His mother, who has never seen him play pro ball, would “love to be going crazy in the stands,” he told the outlet.

“I don’t care where you from or who you are, it’ll drive you crazy to know that you’re locked up and you don’t have an idea of why, and what’s going on with you,” Hewitt said. “You have no explanation. It’s mind-blowing.”

NFL player Neville Hewitt blasted immigration officials
after his mom was detained by ICE ahead of Saturday’s playoffs. Neville Hewitt / Instagram

Hewitt was just 14 and only starting on his football journey when his mother was deported back to Jamaica, where she lived up until she was 12 years old.

The football player said he knew something was wrong when he did not see her after a high school football game, describing the realization he had as “heartbreaking.”

After his mother was incarcerated, Hewitt and his younger brother 28-year-old Horace lived with her boyfriend, who did not pay his bills and left the boys to shower and eat at school.

“What I got at school is what I ate,” Hewitt said.

In 2017 Jones was up for parole, but immigration authorities put a hold on her.

She spent a year and a half in the Irwin County Detention Center—a facility closed to women after a gynecologist there was found to have performed unnecessary hysterectomies on inmates. The situation became so stressful to Jones that she stopped eating and began to lose her hair before she agreed to be deported.

While in Jamacia her attorney argued her arrest should not have mandated her deportation and eventually secured her a new hearing, which she would have to appear in person for.

Osario said ICE led him to believe Jones would be placed on house arrest with an ankle monitor upon her return, allowing her to be reunited with her son and watch him play in the NFL.

“They indicated to us that everything was set up for an approval on the alternatives to detention and that they were just waiting for the supervisor to sign off on it,” he said.

Neville Hewitt and his wife. Hewitt says his mom has yet to see him play pro ball in person. Neville Hewitt / Instagram

Hewitt said his mother never would have gotten on the plane if she thought there was a chance she would be detained.

“You don’t have somebody get on a plane to go sit in jail,” he said. “Nobody’s going to go for that.”

Hewitt’s mother wasn’t there in person to comfort him on Saturday when the Texans lost to the Ravens 34-10, but she was able to talk to him on the phone.

“I was like, ‘I’m OK. This stuff they got you going through is not,’” he recalled.

Hewitt said his mom never would have gotten on the plane if she thought she would immediately be detained. Neville Hewitt / Instagram

Jones is now being held at the Stewart Detention Center, a facility two hours outside Atlanta that her attorney described as “worse than prison.”
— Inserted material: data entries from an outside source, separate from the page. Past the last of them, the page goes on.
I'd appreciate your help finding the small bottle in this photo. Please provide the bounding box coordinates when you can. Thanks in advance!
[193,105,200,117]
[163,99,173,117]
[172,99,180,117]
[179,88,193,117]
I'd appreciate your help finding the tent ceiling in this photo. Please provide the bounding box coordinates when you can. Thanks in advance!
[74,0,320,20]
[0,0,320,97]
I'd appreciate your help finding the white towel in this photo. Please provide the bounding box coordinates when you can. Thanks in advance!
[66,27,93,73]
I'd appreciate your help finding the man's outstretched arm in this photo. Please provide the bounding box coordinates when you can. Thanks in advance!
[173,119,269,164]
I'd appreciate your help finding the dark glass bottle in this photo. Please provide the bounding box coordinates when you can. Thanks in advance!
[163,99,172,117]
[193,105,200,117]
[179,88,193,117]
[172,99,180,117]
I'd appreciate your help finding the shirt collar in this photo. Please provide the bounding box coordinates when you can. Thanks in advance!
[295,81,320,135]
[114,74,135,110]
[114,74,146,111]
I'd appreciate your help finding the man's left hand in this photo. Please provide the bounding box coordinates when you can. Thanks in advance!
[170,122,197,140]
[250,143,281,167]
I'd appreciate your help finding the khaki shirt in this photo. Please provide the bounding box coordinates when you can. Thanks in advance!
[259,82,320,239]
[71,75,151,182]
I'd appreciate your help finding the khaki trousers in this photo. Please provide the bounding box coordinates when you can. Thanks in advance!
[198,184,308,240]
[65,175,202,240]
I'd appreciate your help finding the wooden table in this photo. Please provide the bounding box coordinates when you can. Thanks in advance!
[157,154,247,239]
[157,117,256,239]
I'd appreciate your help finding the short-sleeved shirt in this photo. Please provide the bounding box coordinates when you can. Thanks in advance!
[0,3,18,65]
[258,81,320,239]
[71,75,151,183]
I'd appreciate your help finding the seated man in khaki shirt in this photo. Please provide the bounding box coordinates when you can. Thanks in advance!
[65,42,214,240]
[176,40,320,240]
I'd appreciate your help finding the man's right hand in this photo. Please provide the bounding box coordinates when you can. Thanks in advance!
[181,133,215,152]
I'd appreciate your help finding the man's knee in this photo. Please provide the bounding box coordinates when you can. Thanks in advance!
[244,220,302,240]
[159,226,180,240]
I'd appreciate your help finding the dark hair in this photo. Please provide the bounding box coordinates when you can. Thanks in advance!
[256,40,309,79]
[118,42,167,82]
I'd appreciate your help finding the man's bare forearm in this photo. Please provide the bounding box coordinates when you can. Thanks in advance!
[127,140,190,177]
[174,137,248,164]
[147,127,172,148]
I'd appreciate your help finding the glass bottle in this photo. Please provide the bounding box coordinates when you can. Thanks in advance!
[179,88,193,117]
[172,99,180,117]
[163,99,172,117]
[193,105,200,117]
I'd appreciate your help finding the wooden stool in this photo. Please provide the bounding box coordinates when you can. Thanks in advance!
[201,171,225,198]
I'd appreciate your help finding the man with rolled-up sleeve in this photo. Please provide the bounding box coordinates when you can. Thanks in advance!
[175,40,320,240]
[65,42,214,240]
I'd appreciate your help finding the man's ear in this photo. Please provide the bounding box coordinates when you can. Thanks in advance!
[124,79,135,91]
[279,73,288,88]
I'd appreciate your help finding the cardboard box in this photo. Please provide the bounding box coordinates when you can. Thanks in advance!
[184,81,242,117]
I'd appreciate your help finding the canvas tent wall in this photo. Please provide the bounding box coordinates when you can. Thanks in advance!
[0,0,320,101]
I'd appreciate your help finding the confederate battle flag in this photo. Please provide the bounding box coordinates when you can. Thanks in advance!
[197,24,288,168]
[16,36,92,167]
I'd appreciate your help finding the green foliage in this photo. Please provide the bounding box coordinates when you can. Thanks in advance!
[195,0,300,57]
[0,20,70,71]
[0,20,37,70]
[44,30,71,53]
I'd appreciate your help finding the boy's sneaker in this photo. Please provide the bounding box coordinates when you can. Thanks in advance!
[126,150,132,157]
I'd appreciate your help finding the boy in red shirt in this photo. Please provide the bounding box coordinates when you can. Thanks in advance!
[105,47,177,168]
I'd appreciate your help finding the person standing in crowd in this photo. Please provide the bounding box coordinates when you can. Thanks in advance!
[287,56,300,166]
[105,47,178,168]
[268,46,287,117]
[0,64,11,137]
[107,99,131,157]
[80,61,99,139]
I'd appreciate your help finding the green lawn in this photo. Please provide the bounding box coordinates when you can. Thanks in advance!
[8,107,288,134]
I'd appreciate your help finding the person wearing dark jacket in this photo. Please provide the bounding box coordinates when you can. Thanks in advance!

“When you are detained by immigration, you eat and pretty much just sleep. There isn’t much you can do. You’ve just sitting there with your thoughts,” Osorio said.

Osorio added, “It’s tough to see her having to go through that again and just trying to mentally keep it together.”

Hewitt said he has repeatedly tried to call Stewart to ask about visitation but has not been able to get in to see his mother.

“It’s like we’re reliving something that we had already passed,” he said.

“We were already past this point and it’s like all of a sudden, out of nowhere, we’re back at square one.”

Jones had been deported back to Jamaica, where she lived until she was 12. Neville Hewitt / Instagram

Osorio said Jones will likely appear before a judge in February, but that she may not be able to get a hearing for several months. If she wins, the government may appeal, which could drag the case out even longer.

If she can prevail in court, her lawyer believes she stands a chance of getting a green card.

“I’m nervous that she’s gonna give it all up and go back, and then that’s it,” Osorio said. “Because she was incarcerated for so long and then now had been free for a couple years, and then to go back to a detention setting, I understand it’s probably not a great place for her mentally.”

ICE and the US State Department did not respond to a request for comment.